The U.S. will not release data on how many THAAD batteries have been manufactured. It is known that there are nearly twenty batteries purchased or in use by the U.S., UAE and Saudi Arabia, as well as batteries needed for testing and development.
Each THAAD battery has 48 missiles and six launchers (an 8x8 truck carrying eight missiles in storage/firing containers) plus an AN/TPY-2 radar (on a tractor-trailer vehicle) and two truck mounted mobile tactical control stations. Two more tactical control stations are bought for spares and training as well as two spare launchers. Total cost for each battery is about a billion dollars. The 6.2- meter (18 foot long) THAAD missiles are 340mm in diameter and weigh 900 kg (1,980 pounds). This is about the same size as the Patriot anti-aircraft missile, but twice the weight of the smaller PAC-3 anti-missile version of the Patriot.
The range of THAAD is over 200 kilometers, max altitude is 150 kilometers, and top speed is 2,800 meters (9,000 feet) a second. THAAD is intended for short (like SCUD) or medium range (up to 2,000 kilometer) range ballistic missiles. THAAD has been in development since the late 1980s. Originally the U.S. Army planned to buy at least 18 launchers, 1,400 missiles, and 18 radars. That goal has been adjusted as the number of export customers increases. The Saudi order increases the number of THAAD batteries by over 50 percent.
THAAD is a step up from the Patriot PAC-3 anti-missile, which is an anti-aircraft missile adapted to take out incoming missiles. PAC-3 works, but has a limited (35 kilometers) range. The navy has also modified its AEGIS software and Standard anti-aircraft missile system to operate like the PAC-3. This system, the RIM-161A, also known as the Standard Missile 3 (or SM-3), has a longer range than THAAD (over 500 kilometers) and max altitude of 160 kilometers. The Standard 3 is based on the Standard 2, and costs over three million dollars each. The Standard 3 has four stages. The first two stages boost the interceptor out of the atmosphere. The third stage fires twice to boost the interceptor farther beyond the earth's atmosphere. Prior to each motor firing, it takes a GPS reading to correct the course for approaching the target. The fourth stage is the nine kg (20 pound) LEAP kill vehicle, which uses infrared sensors to close on the target and ram it. In addition to Patriot, Aegis and THAAD there is GBI (ground-based interceptor), a system specifically designed for intercepting ICBM warheads and only stationed in North America.
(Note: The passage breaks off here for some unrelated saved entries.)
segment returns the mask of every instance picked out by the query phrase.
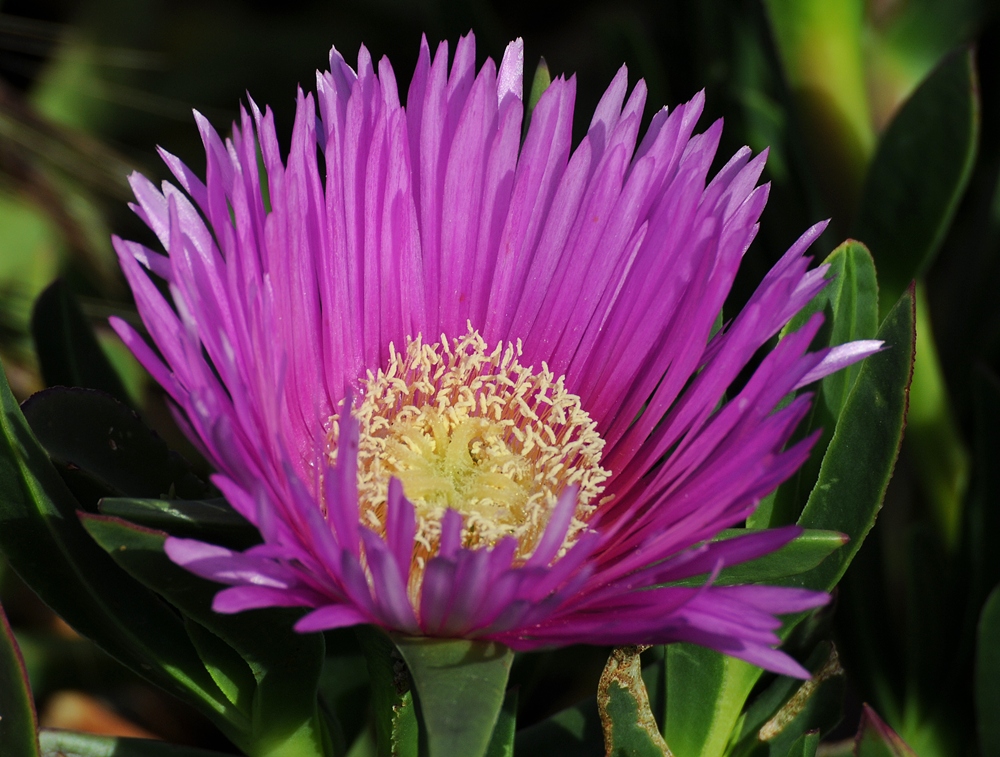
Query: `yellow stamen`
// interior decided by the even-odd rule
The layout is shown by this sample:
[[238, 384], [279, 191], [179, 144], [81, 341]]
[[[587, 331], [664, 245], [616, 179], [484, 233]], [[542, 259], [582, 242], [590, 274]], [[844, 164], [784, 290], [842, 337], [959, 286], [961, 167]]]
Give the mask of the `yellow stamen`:
[[[417, 514], [411, 594], [422, 566], [437, 552], [448, 509], [464, 520], [462, 544], [517, 540], [515, 559], [538, 545], [559, 495], [579, 489], [565, 552], [593, 513], [608, 478], [596, 423], [545, 363], [522, 366], [521, 344], [489, 352], [473, 330], [435, 344], [411, 339], [404, 353], [362, 382], [354, 410], [360, 427], [361, 522], [384, 533], [389, 479], [398, 478]], [[338, 416], [330, 419], [336, 460]]]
The last two tests for THAAD were in 2017 and both were successful as were the other six such tests since 2010. There have been 28 test firings of THAAD since 1995 and 22 were successful. Many of the tests before 2005 did not involve attempting to actually intercept an incoming missile warhead. Many of the tests since 2008 were to verify new features, like the ability to hit targets closer to the surface and to share data with Patriot anti-missile systems, as well as verifying that the overall system worked. THAAD entered service in 2008 when the first THAAD battery was deployed. This followed a 2006 firing test that used regular army personnel and not developer technicians. In 2009 the second battery was formed. By 2012 there were five batteries and six years later that number had more than doubled.
Many nations that were interested in THAAD, like South Korea, Israel and Japan did not buy it because of the cost and the fact that they had the ability to design and build similar systems.